1948 American short film by Edward Bernds

Mummy's Dummies is a 1948 short subject directed by Edward Bernds starring American slapstick comedy team The Three Stooges (Moe Howard, Larry Fine and Shemp Howard). It is the 111th entry in the series released by Columbia Pictures starring the comedians, who released 190 shorts for the studio between 1934 and 1959.

==Plot==
The Stooges are employed as purveyors of used chariots in the milieu of Ancient Egypt, a vocation fraught with misfortune as they unwittingly deceive Rhadames, the esteemed captain of the royal guards, with a substandard chariot.

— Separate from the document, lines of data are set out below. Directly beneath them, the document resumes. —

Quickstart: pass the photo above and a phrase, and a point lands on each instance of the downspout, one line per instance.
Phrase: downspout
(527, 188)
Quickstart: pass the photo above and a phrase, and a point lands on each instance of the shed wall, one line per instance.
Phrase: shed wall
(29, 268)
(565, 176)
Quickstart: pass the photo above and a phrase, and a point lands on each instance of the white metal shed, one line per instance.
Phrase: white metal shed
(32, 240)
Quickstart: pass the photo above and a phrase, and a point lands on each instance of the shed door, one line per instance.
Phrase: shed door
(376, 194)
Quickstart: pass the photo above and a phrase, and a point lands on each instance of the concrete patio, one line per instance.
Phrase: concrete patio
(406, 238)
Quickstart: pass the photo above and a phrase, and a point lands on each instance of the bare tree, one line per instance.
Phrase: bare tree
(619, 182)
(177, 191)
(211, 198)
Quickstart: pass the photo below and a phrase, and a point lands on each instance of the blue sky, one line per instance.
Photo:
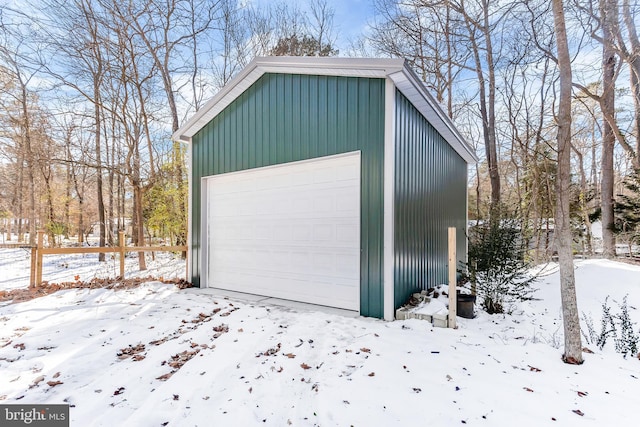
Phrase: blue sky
(352, 17)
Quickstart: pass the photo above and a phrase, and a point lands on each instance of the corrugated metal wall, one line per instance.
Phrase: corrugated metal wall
(283, 118)
(430, 196)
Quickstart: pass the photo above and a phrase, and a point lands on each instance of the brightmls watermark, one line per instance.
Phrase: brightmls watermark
(34, 415)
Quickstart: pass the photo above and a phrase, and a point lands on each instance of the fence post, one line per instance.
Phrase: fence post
(121, 244)
(453, 295)
(39, 246)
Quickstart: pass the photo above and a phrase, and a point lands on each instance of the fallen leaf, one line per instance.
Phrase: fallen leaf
(165, 376)
(37, 381)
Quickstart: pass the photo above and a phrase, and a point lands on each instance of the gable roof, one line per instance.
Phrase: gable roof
(397, 70)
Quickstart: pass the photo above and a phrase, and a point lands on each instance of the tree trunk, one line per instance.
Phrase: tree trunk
(572, 341)
(101, 218)
(607, 104)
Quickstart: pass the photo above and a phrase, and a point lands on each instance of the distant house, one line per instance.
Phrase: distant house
(325, 180)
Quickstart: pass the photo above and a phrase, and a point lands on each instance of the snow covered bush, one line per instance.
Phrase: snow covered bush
(497, 267)
(617, 326)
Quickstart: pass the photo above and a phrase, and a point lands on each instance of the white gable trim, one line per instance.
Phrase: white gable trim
(396, 69)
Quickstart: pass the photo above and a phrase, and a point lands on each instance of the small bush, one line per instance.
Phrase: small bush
(497, 267)
(617, 326)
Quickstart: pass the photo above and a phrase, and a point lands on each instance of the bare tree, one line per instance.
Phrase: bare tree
(572, 341)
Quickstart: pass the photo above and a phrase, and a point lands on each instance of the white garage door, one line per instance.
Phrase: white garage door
(290, 231)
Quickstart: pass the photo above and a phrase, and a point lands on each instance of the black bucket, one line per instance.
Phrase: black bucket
(464, 306)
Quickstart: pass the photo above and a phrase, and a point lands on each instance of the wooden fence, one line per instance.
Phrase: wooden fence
(39, 251)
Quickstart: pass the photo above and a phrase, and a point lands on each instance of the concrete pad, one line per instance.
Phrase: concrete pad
(262, 300)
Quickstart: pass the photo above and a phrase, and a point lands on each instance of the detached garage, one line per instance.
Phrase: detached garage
(325, 180)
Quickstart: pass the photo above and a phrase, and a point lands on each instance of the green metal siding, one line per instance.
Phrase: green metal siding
(283, 118)
(430, 196)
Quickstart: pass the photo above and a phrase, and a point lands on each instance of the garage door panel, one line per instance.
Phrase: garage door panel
(291, 231)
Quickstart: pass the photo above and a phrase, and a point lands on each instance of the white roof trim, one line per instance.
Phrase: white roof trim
(396, 69)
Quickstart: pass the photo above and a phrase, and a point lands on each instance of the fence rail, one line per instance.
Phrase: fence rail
(15, 246)
(38, 251)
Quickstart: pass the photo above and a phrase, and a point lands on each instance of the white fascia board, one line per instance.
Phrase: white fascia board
(344, 67)
(412, 87)
(403, 77)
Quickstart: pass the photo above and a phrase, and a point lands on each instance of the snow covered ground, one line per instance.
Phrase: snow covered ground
(15, 265)
(155, 355)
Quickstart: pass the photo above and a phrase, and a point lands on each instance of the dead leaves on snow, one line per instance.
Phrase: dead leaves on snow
(133, 352)
(46, 288)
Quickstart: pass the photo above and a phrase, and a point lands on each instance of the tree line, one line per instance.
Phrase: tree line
(495, 69)
(548, 92)
(91, 91)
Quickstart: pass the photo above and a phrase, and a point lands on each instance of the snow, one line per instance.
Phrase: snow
(15, 265)
(259, 364)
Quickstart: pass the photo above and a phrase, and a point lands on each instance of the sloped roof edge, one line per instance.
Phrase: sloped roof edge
(396, 69)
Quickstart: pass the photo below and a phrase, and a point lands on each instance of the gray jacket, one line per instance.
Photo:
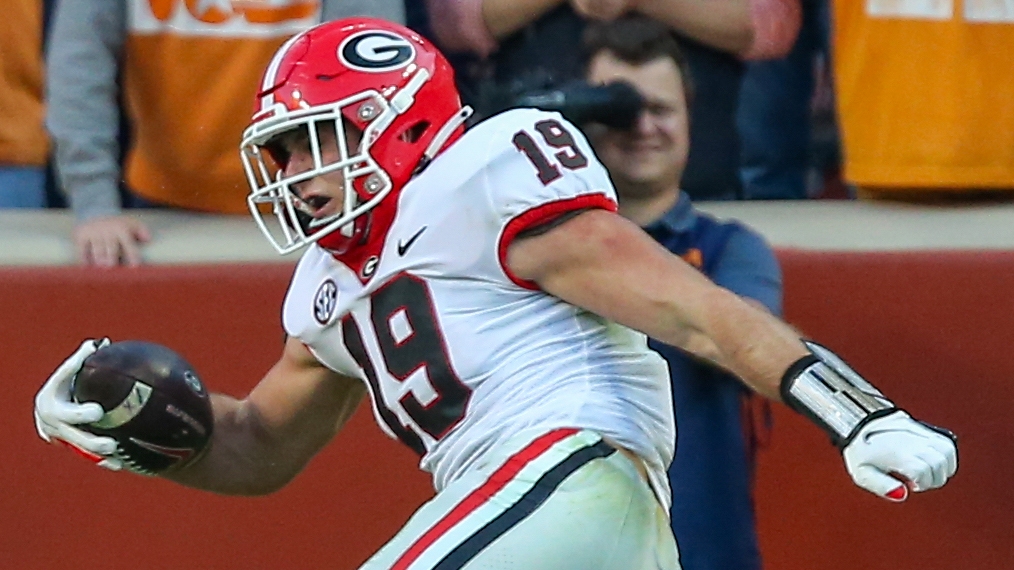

The consequential arrest leads the Stooges to stand trial before Pharaoh Rootentootin within the palace precincts, the monarch beset by the affliction of a painful toothache. Seizing upon an opportunity for redemption, Moe interjects, asserting Shemp's expertise in dentistry under the pseudonym "Painless Papyrus." Shemp, despite his visual impairment, endeavors to extract the troublesome tooth, inadvertently causing injury to the Pharaoh's nose. Nonetheless, the successful extraction of the tooth prompts the Pharaoh to bestow upon the Stooges the esteemed title of royal chamberlains.

Assuming their newfound positions, the trio uncover a villainous plot involving the misappropriation of tax revenues orchestrated by the Pharaoh's tax collector, Tutamon, in collusion with Rhadames. Once again, the Stooges emerge as saviors to the Pharaoh, prompting the monarch to offer the hand of his daughter, Fatima, in marriage as a token of gratitude.

==Cast==
===Credited===
- Moe Howard as Moe
- Larry Fine as Larry
- Shemp Howard as Shemp
- Vernon Dent as Pharaoh Rootentooten
- Ralph Dunn as Rhadames
- Phil Van Zandt as Tutamon
- Dee Green as Princess Fatima

===Uncredited===
- Wanda Perry as Fatima
- Suzanne Ridgeway as slave girl
- Jean Spangler as slave girl
- Virginia Ellsworth as slave girl
- Cy Malis as palace guard/Shemp's stand-in

==Production notes==
Mummy's Dummies was filmed on August 19–22, 1947. The film takes place during the reign of Pharaoh Rootentootin, played by the rather tall and rotund Vernon Dent, but in the film We Want Our Mummy, Rootintootin is said to be a midget.

Every Three Stooges short produced in the 1940s featuring Shemp Howard as the third Stooge was remade in the 1950s except for Mummy's Dummies.